A reunião anual do Supremo Concílio está prevista para o fim de julho, em Cuiabá (MT). A expectativa da cúpula da IPB é ignorar o caso Milton nas discussões, mas há receio de que alguém levante o assunto durante o encontro.
Milton Ribeiro foi preso na quarta com os pastores Arilton Moura e Gilmar Santos por suspeita de operar um balcão de negócios no Ministério da Educação e na liberação de verbas do FNDE.
O ex-ministro saiu da prisão após conseguir um habeas corpus do juiz federal Ney Bello, do TRF-1, na quinta (23).
Nesta sexta-feira (24), a Justiça Federal do Distrito Federal encaminhou o caso ao STF (Supremo Tribunal Federal), indicando suspeitas de interferência de Bolsonaro nas apurações.
A operação foi batizada de Acesso Pago e, segundo a PF, investiga a prática de “tráfico de influência e corrupção para a liberação de recursos públicos” do FNDE.

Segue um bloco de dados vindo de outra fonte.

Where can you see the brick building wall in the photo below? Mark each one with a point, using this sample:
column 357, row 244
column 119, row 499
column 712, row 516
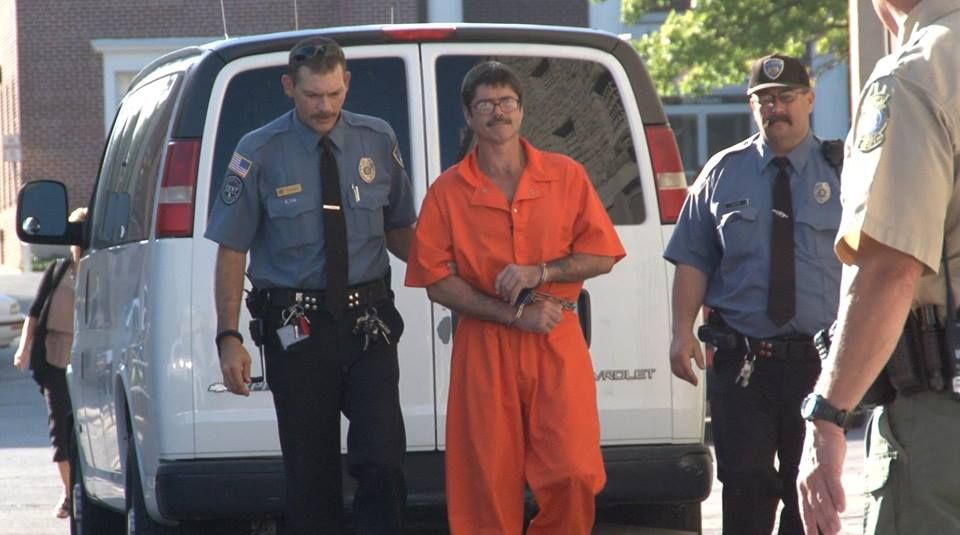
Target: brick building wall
column 9, row 126
column 60, row 84
column 558, row 12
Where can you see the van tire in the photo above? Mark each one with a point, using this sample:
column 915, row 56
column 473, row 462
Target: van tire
column 685, row 517
column 138, row 520
column 86, row 516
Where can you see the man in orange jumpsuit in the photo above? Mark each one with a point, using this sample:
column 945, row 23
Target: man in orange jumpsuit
column 522, row 404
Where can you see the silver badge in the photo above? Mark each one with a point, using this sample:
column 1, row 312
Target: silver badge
column 367, row 169
column 231, row 190
column 821, row 192
column 773, row 68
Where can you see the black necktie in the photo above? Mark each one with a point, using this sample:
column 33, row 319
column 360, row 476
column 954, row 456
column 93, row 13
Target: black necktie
column 782, row 296
column 334, row 232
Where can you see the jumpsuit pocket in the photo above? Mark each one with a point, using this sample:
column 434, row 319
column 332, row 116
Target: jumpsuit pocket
column 738, row 235
column 293, row 221
column 367, row 202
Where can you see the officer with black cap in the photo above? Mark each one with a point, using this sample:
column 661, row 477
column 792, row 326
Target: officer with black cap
column 754, row 242
column 317, row 197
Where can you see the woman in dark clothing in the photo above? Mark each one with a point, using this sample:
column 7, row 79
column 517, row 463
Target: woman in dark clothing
column 50, row 323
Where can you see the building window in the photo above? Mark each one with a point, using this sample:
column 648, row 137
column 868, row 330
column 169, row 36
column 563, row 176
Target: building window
column 123, row 59
column 702, row 130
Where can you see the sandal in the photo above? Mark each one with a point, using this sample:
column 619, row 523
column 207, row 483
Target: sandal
column 63, row 509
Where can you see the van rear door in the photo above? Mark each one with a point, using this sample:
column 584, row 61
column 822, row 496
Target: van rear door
column 579, row 101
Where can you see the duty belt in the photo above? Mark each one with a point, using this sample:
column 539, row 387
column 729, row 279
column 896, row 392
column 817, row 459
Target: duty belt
column 790, row 346
column 358, row 296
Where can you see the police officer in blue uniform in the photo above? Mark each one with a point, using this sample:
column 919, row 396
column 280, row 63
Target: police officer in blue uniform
column 317, row 197
column 754, row 242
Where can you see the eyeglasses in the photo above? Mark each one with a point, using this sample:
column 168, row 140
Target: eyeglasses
column 770, row 99
column 310, row 51
column 506, row 104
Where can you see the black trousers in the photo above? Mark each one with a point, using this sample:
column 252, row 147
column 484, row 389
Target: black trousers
column 59, row 411
column 750, row 426
column 312, row 382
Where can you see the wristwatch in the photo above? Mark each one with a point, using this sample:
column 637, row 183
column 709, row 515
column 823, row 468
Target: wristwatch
column 815, row 407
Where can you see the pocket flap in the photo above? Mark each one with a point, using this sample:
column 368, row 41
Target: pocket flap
column 748, row 213
column 292, row 206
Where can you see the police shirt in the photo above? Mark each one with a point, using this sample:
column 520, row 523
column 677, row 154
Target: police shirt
column 900, row 183
column 270, row 201
column 725, row 226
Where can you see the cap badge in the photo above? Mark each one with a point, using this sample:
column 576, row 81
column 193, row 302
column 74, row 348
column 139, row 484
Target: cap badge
column 367, row 169
column 773, row 68
column 821, row 192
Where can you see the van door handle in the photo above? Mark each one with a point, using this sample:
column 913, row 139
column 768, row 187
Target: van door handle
column 86, row 298
column 583, row 313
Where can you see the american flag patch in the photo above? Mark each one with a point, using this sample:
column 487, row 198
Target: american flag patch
column 239, row 165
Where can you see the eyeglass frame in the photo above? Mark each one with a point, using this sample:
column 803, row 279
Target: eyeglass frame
column 495, row 103
column 771, row 99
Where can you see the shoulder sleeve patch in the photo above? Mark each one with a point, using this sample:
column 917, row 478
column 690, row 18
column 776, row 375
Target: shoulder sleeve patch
column 396, row 154
column 239, row 165
column 231, row 190
column 873, row 116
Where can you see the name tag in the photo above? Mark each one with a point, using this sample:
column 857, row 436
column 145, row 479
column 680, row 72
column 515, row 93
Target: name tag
column 286, row 191
column 742, row 203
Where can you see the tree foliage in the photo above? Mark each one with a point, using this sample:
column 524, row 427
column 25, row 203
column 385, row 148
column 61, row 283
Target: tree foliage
column 713, row 43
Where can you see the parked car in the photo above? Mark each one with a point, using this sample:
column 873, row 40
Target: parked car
column 11, row 320
column 159, row 440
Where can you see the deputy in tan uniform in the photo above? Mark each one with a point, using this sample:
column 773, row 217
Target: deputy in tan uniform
column 901, row 202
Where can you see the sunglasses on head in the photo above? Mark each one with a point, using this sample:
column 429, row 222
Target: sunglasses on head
column 307, row 52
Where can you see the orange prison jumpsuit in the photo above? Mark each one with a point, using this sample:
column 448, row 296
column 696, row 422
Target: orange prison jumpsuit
column 522, row 406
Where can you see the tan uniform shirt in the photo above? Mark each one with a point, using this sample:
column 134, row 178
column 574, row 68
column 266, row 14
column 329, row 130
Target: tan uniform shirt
column 899, row 182
column 60, row 321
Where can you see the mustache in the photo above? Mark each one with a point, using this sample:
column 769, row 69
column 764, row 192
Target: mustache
column 770, row 121
column 500, row 119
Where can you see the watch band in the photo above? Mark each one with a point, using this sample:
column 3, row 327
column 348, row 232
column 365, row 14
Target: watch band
column 227, row 333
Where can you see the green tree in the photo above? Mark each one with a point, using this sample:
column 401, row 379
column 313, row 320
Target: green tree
column 712, row 44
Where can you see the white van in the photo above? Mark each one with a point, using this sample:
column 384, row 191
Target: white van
column 157, row 436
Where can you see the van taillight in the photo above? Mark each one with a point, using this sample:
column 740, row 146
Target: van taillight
column 418, row 33
column 668, row 169
column 178, row 188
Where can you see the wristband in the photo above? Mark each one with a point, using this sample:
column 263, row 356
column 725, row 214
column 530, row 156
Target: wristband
column 227, row 333
column 517, row 317
column 543, row 273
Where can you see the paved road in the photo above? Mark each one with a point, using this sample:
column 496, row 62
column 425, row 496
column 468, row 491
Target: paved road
column 29, row 485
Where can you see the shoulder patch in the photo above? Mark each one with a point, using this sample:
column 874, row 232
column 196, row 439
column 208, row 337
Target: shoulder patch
column 231, row 190
column 239, row 165
column 873, row 117
column 396, row 154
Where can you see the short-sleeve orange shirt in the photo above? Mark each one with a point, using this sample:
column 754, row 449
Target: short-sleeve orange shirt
column 466, row 220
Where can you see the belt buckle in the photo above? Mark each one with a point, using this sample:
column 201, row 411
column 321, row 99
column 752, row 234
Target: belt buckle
column 311, row 302
column 353, row 299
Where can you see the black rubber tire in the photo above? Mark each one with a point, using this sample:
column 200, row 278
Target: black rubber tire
column 680, row 517
column 87, row 517
column 138, row 520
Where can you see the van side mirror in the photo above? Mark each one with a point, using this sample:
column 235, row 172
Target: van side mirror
column 42, row 215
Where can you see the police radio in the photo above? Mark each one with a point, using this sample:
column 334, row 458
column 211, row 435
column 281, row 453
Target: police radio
column 951, row 331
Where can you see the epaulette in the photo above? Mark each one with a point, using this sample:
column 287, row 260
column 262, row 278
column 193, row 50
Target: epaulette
column 367, row 121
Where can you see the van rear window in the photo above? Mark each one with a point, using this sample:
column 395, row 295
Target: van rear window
column 378, row 87
column 570, row 106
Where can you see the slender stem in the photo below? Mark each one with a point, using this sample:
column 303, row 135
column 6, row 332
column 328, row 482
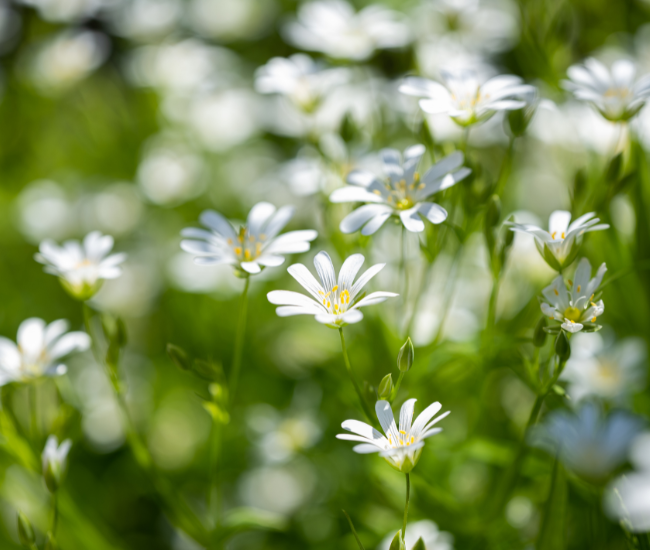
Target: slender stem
column 348, row 367
column 239, row 341
column 406, row 506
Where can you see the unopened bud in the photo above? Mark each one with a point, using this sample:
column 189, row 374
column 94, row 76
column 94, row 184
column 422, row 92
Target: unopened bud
column 406, row 356
column 385, row 387
column 25, row 531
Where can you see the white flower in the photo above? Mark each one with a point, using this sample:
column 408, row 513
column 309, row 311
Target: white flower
column 403, row 193
column 628, row 497
column 575, row 309
column 81, row 267
column 464, row 97
column 335, row 303
column 588, row 444
column 299, row 78
column 334, row 28
column 401, row 447
column 608, row 371
column 39, row 350
column 615, row 94
column 55, row 458
column 560, row 244
column 256, row 245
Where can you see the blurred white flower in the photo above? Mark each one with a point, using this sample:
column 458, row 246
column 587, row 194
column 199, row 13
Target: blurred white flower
column 335, row 303
column 256, row 245
column 628, row 497
column 402, row 193
column 68, row 58
column 464, row 97
column 39, row 349
column 616, row 94
column 607, row 371
column 334, row 28
column 81, row 267
column 301, row 79
column 560, row 244
column 401, row 447
column 575, row 309
column 428, row 531
column 171, row 173
column 589, row 444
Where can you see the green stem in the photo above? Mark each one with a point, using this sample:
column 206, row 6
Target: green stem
column 348, row 367
column 406, row 506
column 239, row 341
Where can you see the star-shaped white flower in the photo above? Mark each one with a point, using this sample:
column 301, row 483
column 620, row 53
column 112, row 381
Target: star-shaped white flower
column 81, row 267
column 256, row 245
column 401, row 447
column 39, row 350
column 335, row 302
column 335, row 29
column 575, row 309
column 301, row 79
column 560, row 244
column 615, row 93
column 403, row 192
column 465, row 98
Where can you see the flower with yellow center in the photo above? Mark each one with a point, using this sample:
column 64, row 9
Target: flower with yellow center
column 402, row 192
column 402, row 446
column 335, row 303
column 254, row 246
column 576, row 309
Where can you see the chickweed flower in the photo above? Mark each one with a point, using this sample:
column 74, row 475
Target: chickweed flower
column 253, row 247
column 559, row 245
column 616, row 94
column 81, row 267
column 402, row 192
column 401, row 447
column 39, row 349
column 55, row 459
column 575, row 308
column 335, row 302
column 465, row 98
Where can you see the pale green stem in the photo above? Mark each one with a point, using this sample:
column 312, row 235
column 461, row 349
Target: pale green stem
column 239, row 341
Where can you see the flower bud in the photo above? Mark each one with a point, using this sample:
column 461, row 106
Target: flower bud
column 406, row 356
column 385, row 387
column 539, row 336
column 25, row 531
column 562, row 347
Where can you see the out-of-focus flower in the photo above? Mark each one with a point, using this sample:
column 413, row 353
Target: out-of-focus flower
column 39, row 349
column 428, row 531
column 81, row 267
column 402, row 194
column 55, row 458
column 255, row 246
column 589, row 444
column 299, row 78
column 606, row 371
column 464, row 97
column 334, row 28
column 401, row 447
column 575, row 309
column 335, row 303
column 628, row 497
column 560, row 244
column 616, row 94
column 67, row 59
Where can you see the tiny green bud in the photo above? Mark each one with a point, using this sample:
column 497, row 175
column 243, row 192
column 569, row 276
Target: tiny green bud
column 539, row 336
column 562, row 346
column 406, row 356
column 25, row 531
column 385, row 387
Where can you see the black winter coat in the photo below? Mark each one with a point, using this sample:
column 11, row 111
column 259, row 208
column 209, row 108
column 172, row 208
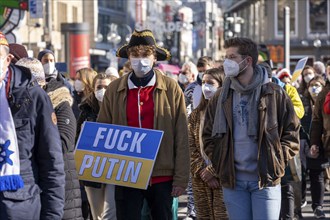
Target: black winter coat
column 66, row 121
column 41, row 160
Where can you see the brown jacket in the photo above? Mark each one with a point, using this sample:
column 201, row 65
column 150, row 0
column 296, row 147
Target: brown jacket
column 320, row 131
column 169, row 116
column 278, row 137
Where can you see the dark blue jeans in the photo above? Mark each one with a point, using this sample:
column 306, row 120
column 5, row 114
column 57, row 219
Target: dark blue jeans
column 316, row 177
column 129, row 201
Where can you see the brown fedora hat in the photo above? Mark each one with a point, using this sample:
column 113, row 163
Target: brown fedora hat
column 144, row 37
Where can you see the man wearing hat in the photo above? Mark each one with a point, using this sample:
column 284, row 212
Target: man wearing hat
column 152, row 101
column 31, row 162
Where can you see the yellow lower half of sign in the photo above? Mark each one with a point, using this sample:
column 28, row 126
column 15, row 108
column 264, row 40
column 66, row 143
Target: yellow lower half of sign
column 113, row 169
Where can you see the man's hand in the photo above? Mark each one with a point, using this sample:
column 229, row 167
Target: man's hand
column 314, row 151
column 177, row 191
column 213, row 183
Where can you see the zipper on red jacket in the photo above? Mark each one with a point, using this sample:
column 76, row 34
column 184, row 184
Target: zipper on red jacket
column 139, row 107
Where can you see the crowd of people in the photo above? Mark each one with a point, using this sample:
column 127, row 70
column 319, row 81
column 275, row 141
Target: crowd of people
column 240, row 138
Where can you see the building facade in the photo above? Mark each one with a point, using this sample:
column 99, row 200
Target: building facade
column 263, row 21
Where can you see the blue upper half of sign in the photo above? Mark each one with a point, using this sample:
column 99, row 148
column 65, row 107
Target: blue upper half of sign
column 121, row 140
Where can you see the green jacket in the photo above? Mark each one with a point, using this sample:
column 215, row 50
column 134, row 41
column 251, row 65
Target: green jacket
column 278, row 134
column 169, row 116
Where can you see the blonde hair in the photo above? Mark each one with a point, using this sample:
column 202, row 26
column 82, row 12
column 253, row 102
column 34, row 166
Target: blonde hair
column 87, row 76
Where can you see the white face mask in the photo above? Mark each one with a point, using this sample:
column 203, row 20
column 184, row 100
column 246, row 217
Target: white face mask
column 79, row 85
column 231, row 68
column 49, row 69
column 99, row 94
column 141, row 66
column 208, row 90
column 183, row 79
column 314, row 90
column 308, row 78
column 200, row 75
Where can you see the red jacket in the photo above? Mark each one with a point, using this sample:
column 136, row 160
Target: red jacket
column 326, row 105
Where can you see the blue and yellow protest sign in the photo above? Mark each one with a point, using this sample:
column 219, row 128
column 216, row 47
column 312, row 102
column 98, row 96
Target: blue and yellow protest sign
column 118, row 155
column 299, row 68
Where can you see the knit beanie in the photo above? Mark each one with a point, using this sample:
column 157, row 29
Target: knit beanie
column 35, row 67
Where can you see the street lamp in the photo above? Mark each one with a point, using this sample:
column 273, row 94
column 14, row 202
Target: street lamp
column 233, row 25
column 36, row 25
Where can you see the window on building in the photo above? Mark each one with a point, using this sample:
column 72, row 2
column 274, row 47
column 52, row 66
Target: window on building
column 63, row 9
column 112, row 4
column 74, row 14
column 318, row 16
column 280, row 15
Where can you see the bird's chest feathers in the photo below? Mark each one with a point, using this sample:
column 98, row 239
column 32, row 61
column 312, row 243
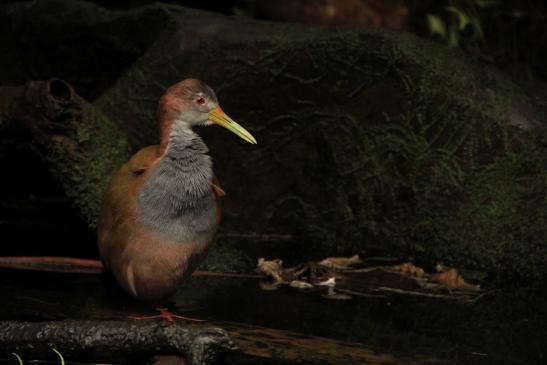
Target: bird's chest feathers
column 176, row 203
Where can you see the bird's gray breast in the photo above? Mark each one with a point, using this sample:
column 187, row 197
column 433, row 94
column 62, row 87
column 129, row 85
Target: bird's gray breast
column 177, row 203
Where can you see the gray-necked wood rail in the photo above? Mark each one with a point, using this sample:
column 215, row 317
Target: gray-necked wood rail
column 161, row 209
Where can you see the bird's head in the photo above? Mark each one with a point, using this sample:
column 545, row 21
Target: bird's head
column 193, row 103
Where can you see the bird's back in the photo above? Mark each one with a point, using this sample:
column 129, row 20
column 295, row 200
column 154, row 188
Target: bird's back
column 148, row 260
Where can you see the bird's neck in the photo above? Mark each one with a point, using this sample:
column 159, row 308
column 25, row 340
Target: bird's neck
column 179, row 186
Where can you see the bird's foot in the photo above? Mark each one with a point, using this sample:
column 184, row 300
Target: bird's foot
column 169, row 316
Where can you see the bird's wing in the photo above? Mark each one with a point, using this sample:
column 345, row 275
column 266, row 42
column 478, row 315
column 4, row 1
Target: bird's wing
column 119, row 204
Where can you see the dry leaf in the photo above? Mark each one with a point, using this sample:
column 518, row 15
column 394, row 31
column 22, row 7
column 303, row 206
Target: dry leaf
column 272, row 268
column 450, row 279
column 340, row 262
column 409, row 269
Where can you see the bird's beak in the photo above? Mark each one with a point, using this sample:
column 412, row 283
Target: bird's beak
column 218, row 116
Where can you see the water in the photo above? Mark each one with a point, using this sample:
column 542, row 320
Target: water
column 500, row 327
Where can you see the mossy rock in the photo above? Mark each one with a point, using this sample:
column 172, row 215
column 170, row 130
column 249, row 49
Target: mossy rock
column 367, row 139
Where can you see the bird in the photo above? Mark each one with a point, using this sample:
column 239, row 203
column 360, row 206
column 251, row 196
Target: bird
column 161, row 210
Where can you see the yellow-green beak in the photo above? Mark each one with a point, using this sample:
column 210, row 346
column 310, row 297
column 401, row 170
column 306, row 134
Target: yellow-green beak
column 218, row 116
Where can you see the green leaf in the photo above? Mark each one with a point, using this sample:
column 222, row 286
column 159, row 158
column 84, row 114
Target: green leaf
column 453, row 37
column 436, row 25
column 463, row 17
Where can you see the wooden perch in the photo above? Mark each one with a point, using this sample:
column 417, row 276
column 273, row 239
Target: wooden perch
column 113, row 340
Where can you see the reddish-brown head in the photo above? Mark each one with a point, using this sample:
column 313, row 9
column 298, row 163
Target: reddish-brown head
column 191, row 102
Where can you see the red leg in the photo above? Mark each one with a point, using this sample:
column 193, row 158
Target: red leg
column 169, row 316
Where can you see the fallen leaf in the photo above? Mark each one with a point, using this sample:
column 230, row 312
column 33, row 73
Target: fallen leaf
column 340, row 262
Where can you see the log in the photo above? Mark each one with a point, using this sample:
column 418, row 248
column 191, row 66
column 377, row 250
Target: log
column 128, row 342
column 368, row 139
column 263, row 343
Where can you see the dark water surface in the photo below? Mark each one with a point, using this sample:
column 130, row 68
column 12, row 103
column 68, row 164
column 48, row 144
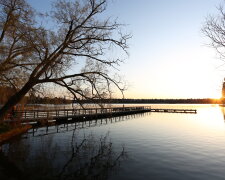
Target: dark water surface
column 145, row 146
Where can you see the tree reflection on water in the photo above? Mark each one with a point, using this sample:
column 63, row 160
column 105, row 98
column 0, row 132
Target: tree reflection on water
column 85, row 158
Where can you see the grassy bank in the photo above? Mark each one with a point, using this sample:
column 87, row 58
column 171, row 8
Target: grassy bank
column 7, row 132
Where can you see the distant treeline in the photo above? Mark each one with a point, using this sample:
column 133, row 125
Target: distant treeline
column 6, row 92
column 156, row 101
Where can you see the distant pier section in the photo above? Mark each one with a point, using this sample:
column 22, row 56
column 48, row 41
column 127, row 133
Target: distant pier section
column 76, row 115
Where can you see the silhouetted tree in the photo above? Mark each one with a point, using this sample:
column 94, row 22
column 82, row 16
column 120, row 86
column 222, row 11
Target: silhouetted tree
column 214, row 29
column 73, row 51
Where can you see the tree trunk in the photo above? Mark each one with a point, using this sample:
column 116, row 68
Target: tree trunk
column 13, row 100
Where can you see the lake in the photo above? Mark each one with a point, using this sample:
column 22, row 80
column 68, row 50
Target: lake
column 143, row 146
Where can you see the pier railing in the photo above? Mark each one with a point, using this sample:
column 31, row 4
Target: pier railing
column 69, row 113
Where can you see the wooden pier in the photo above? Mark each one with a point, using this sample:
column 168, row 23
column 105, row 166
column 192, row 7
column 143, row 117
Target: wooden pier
column 78, row 115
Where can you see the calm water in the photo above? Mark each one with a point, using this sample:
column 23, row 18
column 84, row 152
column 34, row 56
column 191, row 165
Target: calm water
column 144, row 146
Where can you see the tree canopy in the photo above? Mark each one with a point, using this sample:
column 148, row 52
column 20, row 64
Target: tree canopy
column 73, row 51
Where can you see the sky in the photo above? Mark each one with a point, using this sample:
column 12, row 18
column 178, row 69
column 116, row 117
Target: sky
column 168, row 54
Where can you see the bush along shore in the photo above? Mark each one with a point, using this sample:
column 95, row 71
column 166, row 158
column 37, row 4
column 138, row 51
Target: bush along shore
column 7, row 132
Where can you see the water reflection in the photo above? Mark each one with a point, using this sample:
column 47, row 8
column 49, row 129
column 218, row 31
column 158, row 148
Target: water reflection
column 80, row 158
column 67, row 127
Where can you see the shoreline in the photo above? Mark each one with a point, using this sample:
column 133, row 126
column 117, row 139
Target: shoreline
column 5, row 136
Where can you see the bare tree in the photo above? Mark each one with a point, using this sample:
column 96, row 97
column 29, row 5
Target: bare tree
column 73, row 52
column 214, row 29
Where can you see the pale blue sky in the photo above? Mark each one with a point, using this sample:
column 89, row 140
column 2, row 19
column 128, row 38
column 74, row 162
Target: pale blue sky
column 168, row 56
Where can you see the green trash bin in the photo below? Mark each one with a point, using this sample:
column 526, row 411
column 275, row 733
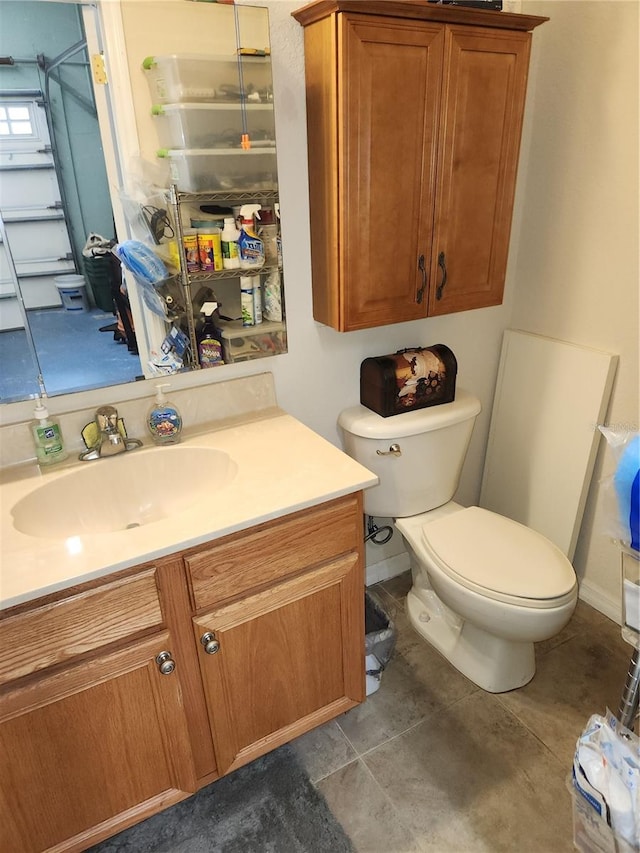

A suspeita é que os pastores Gilmar e Arilton negociavam com prefeituras a liberação de recursos do Ministério da Educação mesmo sem ter cargos no governo. Em troca, prefeitos disseram ter recebido pedidos de propina da dupla.
Em áudio revelado pela Folha de S.Paulo, Milton Ribeiro disse que priorizava pedidos dos amigos de um dos pastores a pedido de Bolsonaro.
Na gravação, o então ministro ainda mencionava pedidos de apoio que seriam supostamente direcionados para a construção de igrejas. A atuação dos pastores junto ao MEC foi revelada anteriormente pelo jornal O Estado de S. Paulo.